E.Saccon1*, T. Bouma1, J. van de Koppel1
1 NIOZ Royal Netherlands Institute for Sea Research
In many estuaries worldwide, saltwater is intruding further and further inland. As it progresses inland, it can reach freshwater wetlands previously inaccessible to saltwater. This reduces vegetation growth, increases mortality, and promotes colonization by new salt-tolerant species. Ecosystem services, like flood defence and carbon sequestration, decline. However, the duration and intensity of saltwater intrusion varies significantly among estuaries. Even minor differences between environmental factors or their interactions may lead to considerable differences in plant response. Yet, their specific influence on plants is still uncertain.
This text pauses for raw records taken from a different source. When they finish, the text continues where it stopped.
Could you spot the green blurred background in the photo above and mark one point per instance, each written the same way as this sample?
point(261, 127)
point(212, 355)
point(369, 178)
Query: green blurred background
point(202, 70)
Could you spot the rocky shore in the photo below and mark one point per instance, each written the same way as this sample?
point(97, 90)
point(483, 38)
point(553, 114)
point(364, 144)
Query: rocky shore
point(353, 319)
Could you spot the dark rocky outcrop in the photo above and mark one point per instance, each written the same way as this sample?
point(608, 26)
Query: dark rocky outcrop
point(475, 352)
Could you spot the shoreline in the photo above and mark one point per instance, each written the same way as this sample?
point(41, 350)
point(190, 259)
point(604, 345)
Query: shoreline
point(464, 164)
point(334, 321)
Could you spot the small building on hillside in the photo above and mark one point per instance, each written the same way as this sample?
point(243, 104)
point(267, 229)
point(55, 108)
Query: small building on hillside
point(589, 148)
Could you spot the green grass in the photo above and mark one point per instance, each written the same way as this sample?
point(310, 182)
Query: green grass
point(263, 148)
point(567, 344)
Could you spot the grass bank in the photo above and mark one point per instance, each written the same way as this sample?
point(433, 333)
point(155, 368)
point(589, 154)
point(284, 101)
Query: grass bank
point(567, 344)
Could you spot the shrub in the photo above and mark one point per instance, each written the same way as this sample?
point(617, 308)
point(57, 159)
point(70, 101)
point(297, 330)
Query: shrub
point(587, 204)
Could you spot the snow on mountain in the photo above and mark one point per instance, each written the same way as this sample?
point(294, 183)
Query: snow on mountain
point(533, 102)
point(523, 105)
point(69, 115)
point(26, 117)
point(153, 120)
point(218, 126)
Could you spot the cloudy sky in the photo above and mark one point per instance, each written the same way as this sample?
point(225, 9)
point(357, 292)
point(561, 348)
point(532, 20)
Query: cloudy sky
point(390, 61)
In this study, we exposed 3 common freshwater trees (willow Salix alba¸ alder Alnus glutinosa, and elderberry Sambucus nigra) to a combination of 2 tidal regimes (tidal and non-tidal), 3 different salt concentrations (freshwater, 2 PSU, and 5 PSU), and 2 durations of salt stress (continuously exposed to saltwater or only one week each month).
Contrary to common belief, our results suggest that alders can live in tidal conditions and tolerate saltwater better than willows. Moreover, occasional saltwater intrusion causes lower damage to plants, even when repeated over time. As most Dutch riverine wetlands are now dominated by willow trees (mostly planted for human use), they might be more vulnerable than alder wetlands. As an alternative to current efforts to completely exclude saltwater from wetlands, increasing species composition (e.g., by planting alder) and reducing the time plants are exposed to saltwater might provide a cost-effective method to maintain ecosystem health.
Figure 1: Carnisse grienden: a willow-dominated wetland in the Netherlands (image courtesy: E. Saccon).